Creating an XML Parsing Subprocedure

The RPG-XML Suite subprocedure RXS_Parse() is used to read through an XML document and trigger processing based on XML events detected in that document. These events represent data and elements in the XML document and can used to tailor processing of the XML document to meet your business needs through a customized parsing handler subprocedure. This parsing handler subprocedure is defined within your program, and is specified in the ParseDS.Handler field on the RXS_Parse() configuration data structure parameter.

The following events within an XML document will trigger a call out to the parsing handler subprocedure:

Event   Format   Example
Element Begin   >   Request>
Element Content   /   Request/Item/
Element End   />   Request/>
Attribute   @   Request/Item@Attribute

Depending on the size and complexity of your XML document, there may be many individual events that you need to capture to properly retrieve and handle your data. To help simplify this process, the command BLDPRS can be used to generate a basic parsing handler for your XML document, into which you can add your custom programming and data handling.

Sample XML Document

In order to generate a parsing handler, you will first need a sample XML document that is as complete as possible - that is, you should include even elements and attributes which are optional, even if some of them would not logically appear with others in normal usage.

To start, we first need to create a file in the IFS. This file will be populated with our sample XML data, which will be used to generate the parser.

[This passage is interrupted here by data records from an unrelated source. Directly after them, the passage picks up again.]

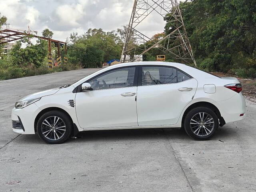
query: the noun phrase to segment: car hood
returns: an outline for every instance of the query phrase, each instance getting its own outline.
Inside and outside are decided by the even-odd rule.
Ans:
[[[24,97],[20,101],[24,101],[25,100],[28,100],[29,99],[35,99],[36,98],[39,98],[40,97],[47,96],[48,95],[53,95],[60,90],[60,88],[56,88],[56,89],[49,89],[45,91],[38,92],[37,93],[33,93]]]

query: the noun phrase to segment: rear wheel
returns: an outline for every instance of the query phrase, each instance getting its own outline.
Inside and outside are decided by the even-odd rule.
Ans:
[[[209,108],[200,107],[192,109],[186,114],[184,128],[187,134],[197,140],[211,138],[219,126],[217,115]]]
[[[59,144],[68,138],[72,129],[70,117],[63,112],[46,112],[37,122],[37,132],[40,138],[50,144]]]

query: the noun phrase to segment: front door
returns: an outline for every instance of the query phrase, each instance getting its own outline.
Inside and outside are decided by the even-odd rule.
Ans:
[[[76,96],[81,127],[138,126],[136,71],[136,67],[115,69],[88,81],[93,90]]]
[[[145,66],[142,69],[137,90],[138,125],[176,124],[192,100],[197,81],[174,68]]]

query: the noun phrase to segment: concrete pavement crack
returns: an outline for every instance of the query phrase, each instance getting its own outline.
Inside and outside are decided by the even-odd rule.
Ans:
[[[15,137],[14,137],[14,138],[13,139],[11,140],[10,141],[8,141],[7,143],[6,143],[5,145],[4,145],[4,146],[3,146],[2,147],[0,147],[0,150],[1,150],[3,148],[4,148],[4,147],[5,147],[6,146],[7,146],[8,144],[9,144],[11,142],[12,142],[12,141],[13,141],[14,139],[15,139],[16,138],[17,138],[19,136],[20,136],[20,135],[21,135],[21,134],[20,134],[19,135],[18,135],[17,136],[16,136]]]
[[[179,165],[180,165],[180,168],[181,168],[181,170],[182,170],[182,172],[183,172],[183,174],[184,174],[184,175],[185,176],[185,177],[186,177],[186,180],[187,180],[187,182],[188,182],[188,183],[189,184],[189,186],[190,186],[190,188],[191,189],[191,190],[192,191],[192,192],[194,192],[194,190],[193,189],[193,188],[192,188],[192,186],[191,185],[191,184],[189,182],[189,180],[188,180],[188,176],[187,176],[187,175],[186,175],[186,173],[185,172],[185,171],[183,169],[183,168],[182,168],[182,166],[181,166],[181,164],[180,164],[180,161],[178,159],[178,157],[177,157],[177,155],[176,155],[176,153],[175,152],[175,151],[174,151],[174,149],[173,147],[172,147],[172,144],[171,144],[170,142],[170,140],[169,140],[169,138],[168,138],[168,137],[167,136],[167,134],[166,134],[166,132],[164,131],[164,129],[162,129],[162,130],[163,131],[163,132],[164,133],[164,134],[165,136],[165,137],[166,137],[166,140],[167,140],[168,143],[169,143],[169,145],[170,146],[170,147],[171,148],[171,149],[172,149],[172,150],[173,152],[173,153],[174,154],[174,156],[175,156],[175,158],[176,159],[176,160],[178,163]]]

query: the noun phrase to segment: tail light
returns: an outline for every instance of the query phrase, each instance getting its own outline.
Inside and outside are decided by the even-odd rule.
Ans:
[[[242,90],[242,85],[240,83],[228,84],[228,85],[225,85],[224,86],[238,93],[241,92]]]

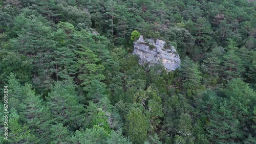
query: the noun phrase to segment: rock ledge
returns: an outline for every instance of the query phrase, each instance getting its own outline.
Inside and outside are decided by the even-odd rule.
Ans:
[[[143,36],[140,35],[139,39],[134,42],[134,47],[133,54],[139,56],[139,63],[141,65],[145,63],[150,65],[160,62],[167,71],[175,70],[180,67],[180,57],[176,50],[163,40],[144,40]]]

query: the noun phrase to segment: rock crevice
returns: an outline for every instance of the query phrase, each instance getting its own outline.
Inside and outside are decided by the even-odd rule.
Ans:
[[[162,62],[167,71],[175,70],[180,67],[180,57],[173,46],[163,40],[143,39],[142,35],[134,42],[133,54],[138,55],[139,64],[145,63],[150,65]]]

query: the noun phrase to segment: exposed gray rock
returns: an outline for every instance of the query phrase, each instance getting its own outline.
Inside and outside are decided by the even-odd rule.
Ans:
[[[139,39],[134,42],[134,47],[133,54],[139,56],[139,63],[141,65],[145,63],[152,65],[160,62],[167,71],[180,67],[180,56],[176,50],[163,40],[144,40],[140,35]]]

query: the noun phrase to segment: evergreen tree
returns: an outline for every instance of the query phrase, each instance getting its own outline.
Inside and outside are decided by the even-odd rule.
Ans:
[[[131,140],[135,143],[145,141],[147,136],[149,122],[139,108],[131,109],[126,115],[126,133]]]
[[[70,79],[56,82],[46,98],[52,116],[64,126],[70,126],[71,130],[78,129],[85,121],[82,118],[83,107],[78,103],[75,87]]]

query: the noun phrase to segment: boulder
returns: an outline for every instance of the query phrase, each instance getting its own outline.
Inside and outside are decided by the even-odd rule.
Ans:
[[[144,39],[140,35],[139,39],[134,42],[134,47],[133,54],[138,55],[139,63],[141,65],[146,63],[150,65],[161,62],[167,71],[180,67],[180,57],[176,50],[163,40]]]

The command below uses QSHELL to create an IFS stream file using CCSID 819. This CCSID is strongly recommended when creating IFS files for use with RXS tools. Note that this command is case-sensitive.

QSH CMD('touch -C 819 /home/user/postadr.xml')

The file now exists but without content. To add content we will use the EDTF command and add in our sample XML.

EDTF '/home/user/postadr.xml'

For demonstration purposes, we’ll use the sample XML below. This sample XML may or may not contain data in any or all fields - this will not impact the parser output.

<PostAdr residential="true">
  <name title="Mx.">
    <first>Jamie</first>
    <last>Hale</last>    
  </name>
  <street>2886 Veltri Dr</street>
  <city>Hickory Hills</city>
  <state>VA</state>
  <zip>94124</zip>
  <phone>949-555-4671</phone>
  <phone></phone>
</PostAdr>

While in the Edit File editor select F2 to save the document changes. Now it is time to invoke the BLDPRS command to generate the parsing code.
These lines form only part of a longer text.